Raising a child is an incredible, life-changing experience. And, as all parents know, a reliable support system is critical to feeling like you’ve got parenting (at least somewhat!) under control. While family members make a great support system, a strong network of friends who can encourage you to better yourself is irreplaceable. Those friends can offer firsthand advice, give you constructive, real-time feedback, and, most importantly, offer a built-in system of friends for your kiddos. What’s better than second-generation BFFs? Nothing!
Everyone has heard the jokes about childless friends ditching new parents. And, while you can obviously remain close with your pre-baby friends, you’ll certainly find that buddies who have kids of their own will be more understanding about needing to cancel three times because your baby is sick — or being 45 minutes late because of an epic toddler meltdown.
Here are some important traits to look for as you build your tribe of parent friends:
1. Friends who don’t push you past your boundaries
Being a friend means being a support system, and people who support you shouldn’t tear you down or be overly critical. Friends who don’t push your boundaries won’t expect you to be perfect: They’ll remind you that you’re being the best parent you can, and they’ll share their experiences dealing with similar challenges. Not pushing past your boundaries also means not criticizing how you choose to raise your child (as long as you’re not causing harm) or giving less-than-constructive criticism. It’s crucial for your friends to push you to be better, but not to judge or overwhelm you.
Here’s an example: When my son was a few months old, he rolled off the couch. I was terrified that he’d suffered some kind of lifelong injury on my watch, despite my husband and my pediatrician assuring me otherwise. I called two friends to share the story, almost sobbing. The first told me about the time he dropped an iPad on his newborn daughter’s face. The second told me about her daughter falling off the washing machine. Both assured me he was fine and told me to stop worrying about it. These are the invaluable friends you need in your life!
2. Friends who plan things with your children
Once you have children, they become your life. Naturally, a friend who wants to be involved in your life should want to be involved in your child’s life as well. This means making time to do things with your child. It’s important for children to have people they can go to and look up to, and as part of your support system, your friends should be part of your child’s support system, too.
The best friends won’t mind making special accommodations for your child, either. My son has a rare, life-threatening food allergy called FPIES that makes it stressful to eat out.

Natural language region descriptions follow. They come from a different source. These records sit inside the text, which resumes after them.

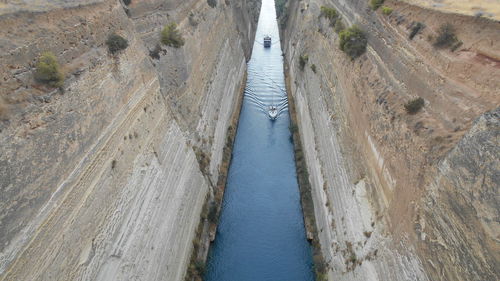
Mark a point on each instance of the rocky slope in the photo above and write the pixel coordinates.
(100, 180)
(399, 196)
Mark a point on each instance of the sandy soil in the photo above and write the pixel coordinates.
(486, 8)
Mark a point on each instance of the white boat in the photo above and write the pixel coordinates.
(267, 41)
(273, 112)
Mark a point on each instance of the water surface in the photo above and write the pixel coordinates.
(261, 232)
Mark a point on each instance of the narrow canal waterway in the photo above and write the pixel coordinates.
(261, 232)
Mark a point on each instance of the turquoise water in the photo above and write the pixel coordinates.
(261, 233)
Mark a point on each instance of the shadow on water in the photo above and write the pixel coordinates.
(261, 233)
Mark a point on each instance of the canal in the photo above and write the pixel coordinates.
(261, 233)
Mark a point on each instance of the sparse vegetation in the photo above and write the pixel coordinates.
(116, 43)
(353, 41)
(329, 13)
(192, 19)
(375, 4)
(48, 70)
(447, 38)
(281, 12)
(3, 109)
(171, 36)
(339, 25)
(414, 105)
(303, 59)
(386, 10)
(416, 27)
(212, 3)
(320, 265)
(155, 53)
(280, 7)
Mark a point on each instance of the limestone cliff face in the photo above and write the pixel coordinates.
(399, 196)
(100, 181)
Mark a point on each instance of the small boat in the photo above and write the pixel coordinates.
(267, 41)
(273, 112)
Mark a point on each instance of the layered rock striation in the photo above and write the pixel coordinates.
(399, 196)
(100, 180)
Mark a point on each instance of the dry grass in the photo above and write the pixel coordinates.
(4, 109)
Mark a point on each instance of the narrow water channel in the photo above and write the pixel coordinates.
(261, 232)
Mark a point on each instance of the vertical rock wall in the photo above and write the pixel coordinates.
(382, 179)
(100, 181)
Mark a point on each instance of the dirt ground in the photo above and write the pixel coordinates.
(485, 8)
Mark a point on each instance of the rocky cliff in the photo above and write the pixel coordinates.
(102, 179)
(399, 196)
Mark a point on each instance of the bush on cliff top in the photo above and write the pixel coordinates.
(303, 59)
(116, 43)
(329, 13)
(171, 36)
(416, 27)
(339, 25)
(446, 37)
(386, 10)
(353, 41)
(212, 3)
(375, 4)
(48, 70)
(414, 105)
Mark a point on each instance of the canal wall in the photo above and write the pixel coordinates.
(398, 196)
(106, 177)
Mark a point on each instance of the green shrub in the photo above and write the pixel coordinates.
(375, 4)
(329, 13)
(386, 10)
(303, 59)
(212, 3)
(339, 25)
(353, 41)
(116, 43)
(155, 53)
(48, 70)
(171, 36)
(414, 105)
(446, 36)
(415, 29)
(280, 7)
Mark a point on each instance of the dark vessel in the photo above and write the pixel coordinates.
(267, 42)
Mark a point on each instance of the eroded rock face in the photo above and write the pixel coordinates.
(399, 196)
(100, 181)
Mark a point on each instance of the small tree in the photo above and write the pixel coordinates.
(116, 43)
(329, 13)
(414, 105)
(386, 10)
(303, 59)
(416, 27)
(446, 36)
(48, 70)
(171, 36)
(353, 41)
(339, 25)
(212, 3)
(375, 4)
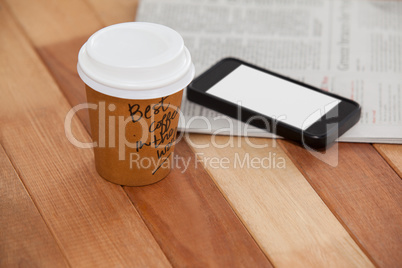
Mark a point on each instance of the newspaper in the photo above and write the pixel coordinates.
(351, 48)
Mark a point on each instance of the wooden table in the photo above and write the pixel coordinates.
(55, 210)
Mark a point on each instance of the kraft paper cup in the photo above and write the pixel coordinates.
(135, 74)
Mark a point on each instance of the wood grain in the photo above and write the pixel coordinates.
(25, 238)
(93, 221)
(283, 213)
(191, 220)
(392, 153)
(363, 192)
(188, 216)
(116, 11)
(61, 61)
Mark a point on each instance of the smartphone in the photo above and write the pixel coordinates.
(278, 104)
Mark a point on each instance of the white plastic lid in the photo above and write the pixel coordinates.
(135, 60)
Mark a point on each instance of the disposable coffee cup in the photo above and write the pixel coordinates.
(135, 74)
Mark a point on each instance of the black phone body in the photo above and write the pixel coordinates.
(274, 102)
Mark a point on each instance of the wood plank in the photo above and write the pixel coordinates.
(93, 221)
(283, 213)
(112, 12)
(61, 60)
(189, 217)
(191, 220)
(25, 238)
(392, 153)
(363, 192)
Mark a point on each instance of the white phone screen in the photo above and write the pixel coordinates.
(272, 96)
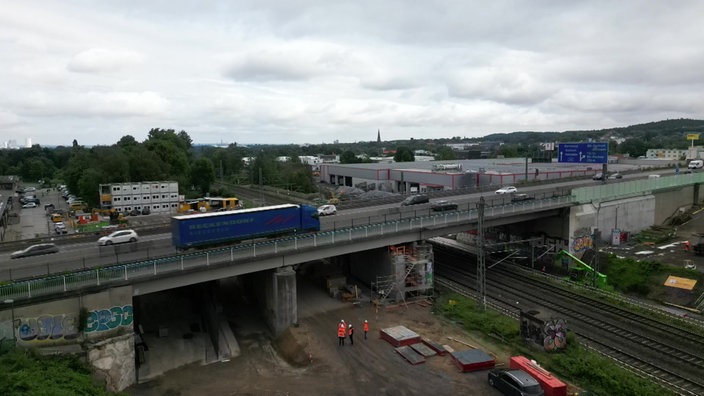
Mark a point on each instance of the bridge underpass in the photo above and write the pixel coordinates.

My friends know that, so when we do multi-family hangouts, we choose places like the zoo or a trampoline park, where eating isn’t the “main event” activity. The most supportive friends don’t view these kinds of things as sacrifices; instead, they see them as fun adventures that allow two (or more) families to hang out.
3. Friends who will keep an eye out for your child
As they say, sometimes it takes a village to raise a child. Recently, a friend of mine kept reminding me to set up a 529 college savings account for my son. I kept putting it off until, finally, he sent a generous check with instructions for exactly how to set it up. The thought of somebody looking out for my child’s education, future, and well-being, besides my well-being and my husband’s, was huge. Plus, it’s helpful to have parent friends who push you to do those important things you might otherwise put off.
4. Friends who will help you be self-aware
Let’s face it, parenting is hard. Without a doubt, it’s the hardest and most rewarding thing many of us ever experience. It’s challenging to be perfect because nobody’s perfect. We all make mistakes and have moments we regret. You’re going to have some moments when you fall into a rut, and you will not be doing your best parenting. When you’re overwhelmed or distracted, it’s hard to hit on all cylinders.
During these moments, it can be difficult for a friend to pull you aside, calm you down, and be honest about how you handled a situation. Open and honest — but not demeaning — conversations can be a healthy learning experience, especially because our friends can offer a different perspective. If they’ve built up trust with us, we know they’re doing it for our benefit, not their own.
5. Friends who don’t judge when you’re proud of your child
As a parent, we’re always proud of our children. Sometimes, it might seem like a small accomplishment we’re elated about, but constantly showing your child that you love and support him is so crucial as a parent. Friends who are a beneficial part of your support system are proud of your children, too; they should also want to see them grow and do well.
These are the friends who don’t mind your Facebook or Instagram “kid spam.” Instead of rolling their eyes, they share or comment on your videos of Junior mastering the art of walking backward, spinning in circles, or finally figuring out how to snap along to the beat of the music. They know that exact feeling of gratitude and awe, and they want to give you your moment to soak it all in.
While there are many other indispensable qualities that are essential to creating a great support system while parenting your child, the importance of these five cannot be overstated. Parenting can be overwhelming at times, but good friends will help you feel like together, you’ve got it under control.